Хозяйка же промолчала, ничего больше не сказав. Когда они спустились в столовую, Верес уже был там, с удовольствием продолжая играть в подаренный магобиль. Мама подхватила его на руки и посадила в специальный детский стульчик. С машинкой он так и не расстался, продолжая возить ее по краю стола.
Герцог вопросительно выгнул бровь, глядя на эту картину. Затем молча встал со стула и забрал игрушку у ребенка. Верес тут же попытался захныкать. Но герцог твердым голосом ему объяснил:
– Дружок, за столом в игрушки не играют. Это мешает полноценному усвоению пищи. Вырастешь слабым и толстым. Сейчас ты быстренько съешь то, что тебе положит мама, а затем продолжишь игру. Ты меня понял?
Графиня хотела сказать, что он слишком мал, чтобы понимать такие мудреные речи. Но к ее полному изумлению Верес замолчал и с удвоенным аппетитом умял то, что поставили перед ним: и кроличью грудку, и картошку, и выпил полную чашку компота из яблок, насушенных с лета.
– Вот молодец! – похвалил его Алан. – Сейчас можешь идти играть.
С этими словами он высадил ребенка на пол и отдал ему магобиль. Верес же сытый и довольный с увлечением продолжил свое занятие.
– Как у вас получается? – Марьяна задумчиво смотрела на управляющего. – Почему он вас послушался? Общение со мной обычно заканчивается истериками.
– Все очень просто. Ваш сын хоть и маленькая, но уже личность. И если вы с ним будете разговаривать на равных, все ему объясняя, он прекрасно поймет и будет лучше слушаться, – герцог не стал скрывать своих педагогических секретов. А ей лишь осталось удивиться в очередной раз, откуда завзятый холостяк это все знает. И почему ее ребенок так безоговорочно принял этого постороннего мужчину. А еще она подумала, что погорячилась, решив родить ребенка в одиночку. Нет-нет, да такая мысль проскакивала в ее мозгу. Но выходить замуж за Вишлеса не хотелось. Да и сможет ли он полюбить чужого сына?

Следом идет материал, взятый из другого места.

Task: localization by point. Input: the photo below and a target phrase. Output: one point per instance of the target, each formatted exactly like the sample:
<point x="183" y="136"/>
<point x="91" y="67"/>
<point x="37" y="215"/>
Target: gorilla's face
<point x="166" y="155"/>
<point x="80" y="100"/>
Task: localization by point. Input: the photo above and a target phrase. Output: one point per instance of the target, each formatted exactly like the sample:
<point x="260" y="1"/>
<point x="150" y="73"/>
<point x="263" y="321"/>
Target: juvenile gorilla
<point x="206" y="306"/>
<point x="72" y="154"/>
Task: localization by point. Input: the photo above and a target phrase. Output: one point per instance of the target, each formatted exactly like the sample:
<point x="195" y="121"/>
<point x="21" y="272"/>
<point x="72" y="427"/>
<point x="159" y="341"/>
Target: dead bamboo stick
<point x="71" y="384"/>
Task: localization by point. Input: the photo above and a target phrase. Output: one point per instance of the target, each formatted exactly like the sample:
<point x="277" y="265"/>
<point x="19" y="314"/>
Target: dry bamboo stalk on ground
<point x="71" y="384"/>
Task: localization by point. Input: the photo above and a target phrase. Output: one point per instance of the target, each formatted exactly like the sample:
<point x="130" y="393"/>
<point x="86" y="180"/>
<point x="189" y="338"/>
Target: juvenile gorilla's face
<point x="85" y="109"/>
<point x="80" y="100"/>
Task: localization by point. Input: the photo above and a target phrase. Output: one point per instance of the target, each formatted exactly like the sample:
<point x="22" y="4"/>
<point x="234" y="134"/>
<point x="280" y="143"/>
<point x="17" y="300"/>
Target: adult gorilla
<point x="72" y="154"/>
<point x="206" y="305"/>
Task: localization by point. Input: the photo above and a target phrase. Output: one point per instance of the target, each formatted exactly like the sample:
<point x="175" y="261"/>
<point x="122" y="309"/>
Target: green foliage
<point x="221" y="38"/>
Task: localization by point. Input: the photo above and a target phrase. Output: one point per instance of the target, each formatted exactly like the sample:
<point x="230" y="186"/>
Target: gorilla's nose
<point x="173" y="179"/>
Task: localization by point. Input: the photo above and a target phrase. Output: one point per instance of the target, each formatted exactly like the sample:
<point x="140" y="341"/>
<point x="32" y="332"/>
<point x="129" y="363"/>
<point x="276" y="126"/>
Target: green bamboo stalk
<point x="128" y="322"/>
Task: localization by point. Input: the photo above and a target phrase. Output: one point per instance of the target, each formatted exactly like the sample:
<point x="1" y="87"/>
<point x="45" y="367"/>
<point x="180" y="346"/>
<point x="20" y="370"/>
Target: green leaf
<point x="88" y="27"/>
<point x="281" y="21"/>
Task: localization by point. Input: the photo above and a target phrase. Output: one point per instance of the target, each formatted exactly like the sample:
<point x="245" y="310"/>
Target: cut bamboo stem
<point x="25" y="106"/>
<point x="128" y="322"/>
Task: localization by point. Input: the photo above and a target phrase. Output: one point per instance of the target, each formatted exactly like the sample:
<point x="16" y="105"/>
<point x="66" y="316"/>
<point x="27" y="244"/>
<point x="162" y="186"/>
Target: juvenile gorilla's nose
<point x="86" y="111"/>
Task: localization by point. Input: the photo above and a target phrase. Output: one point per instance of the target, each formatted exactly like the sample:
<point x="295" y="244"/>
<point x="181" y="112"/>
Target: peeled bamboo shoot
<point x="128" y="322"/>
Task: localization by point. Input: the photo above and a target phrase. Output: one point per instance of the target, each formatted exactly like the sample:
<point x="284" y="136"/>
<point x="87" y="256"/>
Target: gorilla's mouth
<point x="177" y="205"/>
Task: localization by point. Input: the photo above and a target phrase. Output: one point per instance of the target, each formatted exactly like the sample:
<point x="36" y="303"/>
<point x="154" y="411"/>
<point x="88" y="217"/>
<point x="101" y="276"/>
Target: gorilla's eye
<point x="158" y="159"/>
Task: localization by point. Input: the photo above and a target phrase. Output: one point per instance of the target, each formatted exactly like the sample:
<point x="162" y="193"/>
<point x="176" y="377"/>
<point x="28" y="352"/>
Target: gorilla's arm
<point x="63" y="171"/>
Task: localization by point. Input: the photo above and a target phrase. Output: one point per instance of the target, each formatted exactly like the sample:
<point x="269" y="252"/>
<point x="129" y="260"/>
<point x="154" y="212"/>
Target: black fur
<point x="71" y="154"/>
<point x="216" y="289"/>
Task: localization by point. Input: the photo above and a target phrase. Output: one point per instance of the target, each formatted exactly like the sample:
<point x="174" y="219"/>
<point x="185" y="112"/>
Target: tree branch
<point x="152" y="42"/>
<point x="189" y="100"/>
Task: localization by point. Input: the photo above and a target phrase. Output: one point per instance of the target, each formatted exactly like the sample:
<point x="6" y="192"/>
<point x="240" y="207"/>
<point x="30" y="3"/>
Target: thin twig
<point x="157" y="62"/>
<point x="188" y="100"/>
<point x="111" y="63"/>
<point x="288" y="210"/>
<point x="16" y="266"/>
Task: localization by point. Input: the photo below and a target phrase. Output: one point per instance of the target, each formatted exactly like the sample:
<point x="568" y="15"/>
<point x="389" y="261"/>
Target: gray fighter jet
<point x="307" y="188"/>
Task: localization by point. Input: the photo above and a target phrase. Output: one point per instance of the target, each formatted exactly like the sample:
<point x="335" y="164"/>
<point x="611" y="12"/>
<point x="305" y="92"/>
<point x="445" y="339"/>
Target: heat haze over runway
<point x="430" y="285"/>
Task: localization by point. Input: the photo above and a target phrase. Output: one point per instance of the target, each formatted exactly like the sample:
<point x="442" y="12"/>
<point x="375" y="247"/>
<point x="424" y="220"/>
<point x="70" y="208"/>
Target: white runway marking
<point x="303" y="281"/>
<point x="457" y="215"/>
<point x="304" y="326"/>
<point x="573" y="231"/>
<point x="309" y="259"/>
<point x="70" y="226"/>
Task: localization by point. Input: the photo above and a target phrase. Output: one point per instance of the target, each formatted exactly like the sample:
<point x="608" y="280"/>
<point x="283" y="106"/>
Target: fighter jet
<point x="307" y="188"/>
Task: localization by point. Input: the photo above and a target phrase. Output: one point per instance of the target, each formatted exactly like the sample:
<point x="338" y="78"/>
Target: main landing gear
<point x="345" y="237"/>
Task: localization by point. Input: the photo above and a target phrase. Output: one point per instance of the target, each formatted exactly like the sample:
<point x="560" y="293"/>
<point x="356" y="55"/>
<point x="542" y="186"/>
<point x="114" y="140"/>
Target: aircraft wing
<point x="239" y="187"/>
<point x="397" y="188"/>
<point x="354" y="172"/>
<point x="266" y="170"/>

Вот если бы это был Алан… Но она сама посмеялась над своими мечтами. Спасибо и на том, что он пытается сделать для нее. От скуки. Последнее слово ее внутренний голос произнес с большим нажимом, разбивая в дребезги неуместные мечты.
А герцог тем временем достал из пространственного кармана бутылку отличного вургунского вина.
– Позвольте угостить вас! – широко улыбнулся мужчина. разливая содержимое по бокалам для воды. Фужеров на столе не было. – У нас все-таки сегодня праздник!
– Праздник? – хозяйка недоуменно склонила голову на бок, разглядывая мужчину, которого сама, не подумав, усадила во главу стола. А он словно там и должен был сидеть изначально.
– Праздник! – утвердительно кивнул, хитро прищурив свой здоровый глаз. – Мой первый рабочий день. А завтра в девять утра я объявил для арендаторов общее собрание. Хочу, чтобы они выслушали мои соображения и внесли свои предложения. И было бы здорово, если бы вы там присутствовали. Для большинства арендаторов я все-таки посторонний человек.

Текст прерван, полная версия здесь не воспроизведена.